Bipartisan backlash killed most of Sanders’ anti-transparency agenda

Arkansas governor does get to come and go on public time and at public expense without public accountability

September 21, 2023 5:40 am

Gov. Sarah Sanders signs a slew of bills passed during the special legislative session held this week in Little Rock. Sanders signed an FOI bill and a vaccine mandate bill among others. Sponsoring legislators are arrayed behind the governor during a media event at the state capitol Thursday morning. John Sykes/Arkansas Advocate 09/14/2023

It’s doubtful that Arkansas Gov.

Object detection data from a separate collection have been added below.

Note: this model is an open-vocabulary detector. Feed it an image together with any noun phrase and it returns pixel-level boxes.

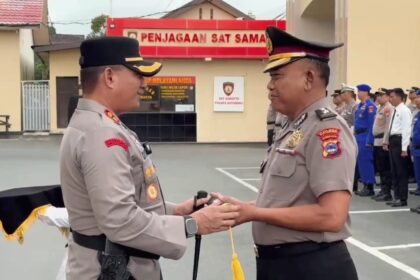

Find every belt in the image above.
[389,134,402,138]
[354,128,367,135]
[72,230,160,260]
[254,240,343,259]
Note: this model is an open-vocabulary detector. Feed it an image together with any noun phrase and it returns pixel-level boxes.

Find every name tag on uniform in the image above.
[276,148,297,156]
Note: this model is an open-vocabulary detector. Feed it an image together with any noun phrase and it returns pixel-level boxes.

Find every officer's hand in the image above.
[191,204,239,235]
[174,196,210,216]
[211,193,257,225]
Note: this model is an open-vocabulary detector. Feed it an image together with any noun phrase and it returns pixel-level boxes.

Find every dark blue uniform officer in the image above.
[410,89,420,214]
[354,84,376,196]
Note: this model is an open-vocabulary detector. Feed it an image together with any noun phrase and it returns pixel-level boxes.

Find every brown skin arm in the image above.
[215,191,351,232]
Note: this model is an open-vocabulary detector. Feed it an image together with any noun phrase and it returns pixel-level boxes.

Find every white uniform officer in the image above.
[219,27,357,280]
[60,37,237,280]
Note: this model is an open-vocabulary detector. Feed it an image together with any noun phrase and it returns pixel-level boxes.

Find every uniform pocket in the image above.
[262,154,299,201]
[271,154,296,178]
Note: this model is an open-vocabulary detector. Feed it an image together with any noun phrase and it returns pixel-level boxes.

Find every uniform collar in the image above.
[77,98,112,114]
[285,97,330,131]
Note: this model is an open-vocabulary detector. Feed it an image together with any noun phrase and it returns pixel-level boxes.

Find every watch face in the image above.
[185,218,198,235]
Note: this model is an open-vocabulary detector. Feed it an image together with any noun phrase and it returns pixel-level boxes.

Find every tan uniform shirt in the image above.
[252,99,357,245]
[372,102,394,146]
[339,100,357,128]
[273,112,289,139]
[267,104,276,130]
[60,99,186,280]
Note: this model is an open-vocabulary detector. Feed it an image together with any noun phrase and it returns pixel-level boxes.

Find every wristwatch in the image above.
[184,216,198,238]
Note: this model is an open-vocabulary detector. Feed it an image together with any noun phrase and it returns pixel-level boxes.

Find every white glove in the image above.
[38,206,70,228]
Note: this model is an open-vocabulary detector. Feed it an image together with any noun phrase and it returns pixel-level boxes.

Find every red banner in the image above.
[106,18,286,59]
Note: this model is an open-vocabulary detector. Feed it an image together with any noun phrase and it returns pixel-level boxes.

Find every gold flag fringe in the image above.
[0,205,50,244]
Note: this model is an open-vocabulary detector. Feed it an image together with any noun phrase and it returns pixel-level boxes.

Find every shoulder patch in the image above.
[104,109,120,124]
[315,108,337,121]
[105,138,128,152]
[316,128,341,159]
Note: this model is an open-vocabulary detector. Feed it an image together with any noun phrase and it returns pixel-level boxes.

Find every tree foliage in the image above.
[87,14,108,38]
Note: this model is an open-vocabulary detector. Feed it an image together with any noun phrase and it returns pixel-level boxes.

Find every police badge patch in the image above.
[147,184,159,203]
[316,128,341,159]
[286,130,303,149]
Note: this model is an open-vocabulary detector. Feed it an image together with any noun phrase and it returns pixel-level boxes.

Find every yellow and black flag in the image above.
[0,185,64,243]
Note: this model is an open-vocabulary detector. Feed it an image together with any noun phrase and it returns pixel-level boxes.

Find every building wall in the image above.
[50,49,80,133]
[0,30,21,131]
[159,60,268,142]
[286,0,343,92]
[19,29,35,80]
[347,0,420,89]
[46,49,268,142]
[176,3,235,19]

Sarah Huckabee Sanders anticipated the national firestorm she would ignite on Sept. 8 when she called the state’s General Assembly into special session — commencing Sept. 11 — to enact legislation aimed at upending the state law governing the public’s right to know, the Arkansas Freedom of Information Act.

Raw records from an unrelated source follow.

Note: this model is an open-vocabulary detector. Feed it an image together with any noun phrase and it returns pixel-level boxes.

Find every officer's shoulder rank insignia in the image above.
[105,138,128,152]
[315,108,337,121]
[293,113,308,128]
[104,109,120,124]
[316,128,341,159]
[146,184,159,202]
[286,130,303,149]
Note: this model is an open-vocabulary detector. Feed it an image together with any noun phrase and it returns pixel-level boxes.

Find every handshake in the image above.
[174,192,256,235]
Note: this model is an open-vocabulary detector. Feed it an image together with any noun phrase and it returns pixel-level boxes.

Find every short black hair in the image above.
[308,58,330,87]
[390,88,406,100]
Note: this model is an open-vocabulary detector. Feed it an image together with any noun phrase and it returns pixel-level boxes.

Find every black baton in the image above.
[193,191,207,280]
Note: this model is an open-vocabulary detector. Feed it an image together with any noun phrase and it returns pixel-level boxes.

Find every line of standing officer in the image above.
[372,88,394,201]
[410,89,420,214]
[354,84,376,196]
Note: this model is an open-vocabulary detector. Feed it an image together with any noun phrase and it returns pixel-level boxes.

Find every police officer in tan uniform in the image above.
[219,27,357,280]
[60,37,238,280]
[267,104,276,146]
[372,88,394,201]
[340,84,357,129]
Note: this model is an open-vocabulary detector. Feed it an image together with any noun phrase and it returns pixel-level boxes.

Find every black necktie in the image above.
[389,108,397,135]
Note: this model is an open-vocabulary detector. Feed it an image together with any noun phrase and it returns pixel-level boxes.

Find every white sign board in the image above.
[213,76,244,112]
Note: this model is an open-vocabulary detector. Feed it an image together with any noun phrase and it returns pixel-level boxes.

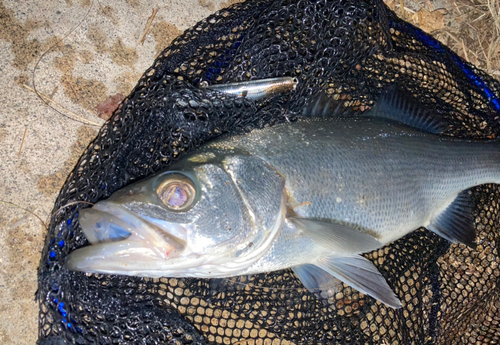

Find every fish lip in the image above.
[66,201,186,275]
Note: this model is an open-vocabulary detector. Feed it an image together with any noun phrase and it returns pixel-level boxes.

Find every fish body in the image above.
[67,90,500,308]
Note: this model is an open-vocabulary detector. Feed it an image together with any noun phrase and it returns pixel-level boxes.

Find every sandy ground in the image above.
[0,0,498,345]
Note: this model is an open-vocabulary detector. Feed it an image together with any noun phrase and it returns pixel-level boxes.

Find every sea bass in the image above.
[66,88,500,308]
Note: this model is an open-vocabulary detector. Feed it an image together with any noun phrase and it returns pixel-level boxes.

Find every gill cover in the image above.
[67,155,286,277]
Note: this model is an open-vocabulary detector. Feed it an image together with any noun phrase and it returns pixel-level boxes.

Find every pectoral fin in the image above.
[427,190,476,248]
[315,255,401,309]
[288,217,382,255]
[292,264,342,292]
[363,85,446,134]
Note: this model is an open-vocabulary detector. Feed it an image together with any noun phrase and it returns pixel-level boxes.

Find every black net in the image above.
[38,0,500,345]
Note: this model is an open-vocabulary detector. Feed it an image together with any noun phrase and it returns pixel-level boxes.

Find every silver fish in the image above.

Clearly, she underestimated bipartisan opposition to her anti-transparency agenda, but it was no doubt Republican opposition that caught her off guard.

Stumbles out of the gate

On the first day of the special session, The Washington Post reported that Sanders’ “proposal to restrict the public’s access to records about her administration, travel and security stumbled with lawmakers trying to rework the legislation in the face of growing criticism that it erodes the state’s open records law.”

Sanders’ claims that “some are weaponizing FOIA and taking advantage of our laws to hamper state government and enrich themselves. They don’t care about transparency. They want to waste taxpayer dollars, slow down our bold conservative agenda” we’re quickly refuted. 

Open government proponents responded, “Avoiding public scrutiny is neither bold nor conservative; it’s weak and reactionary. Requiring elected officials to obey the law isn’t ‘weaponizing’ the law.”

As efforts to implement the governor’s multi-pronged attack on the state’s public records law collapsed under the weight of public opinion, Joey McCutchen, founder of the Arkansas Transparency in Government Group, reminded lawmakers, “The power of the people was on display. People from all walks of life — left, right, Democrat, Republican, poor, rich, across the spectrum — came together to talk about the importance of our right to know.”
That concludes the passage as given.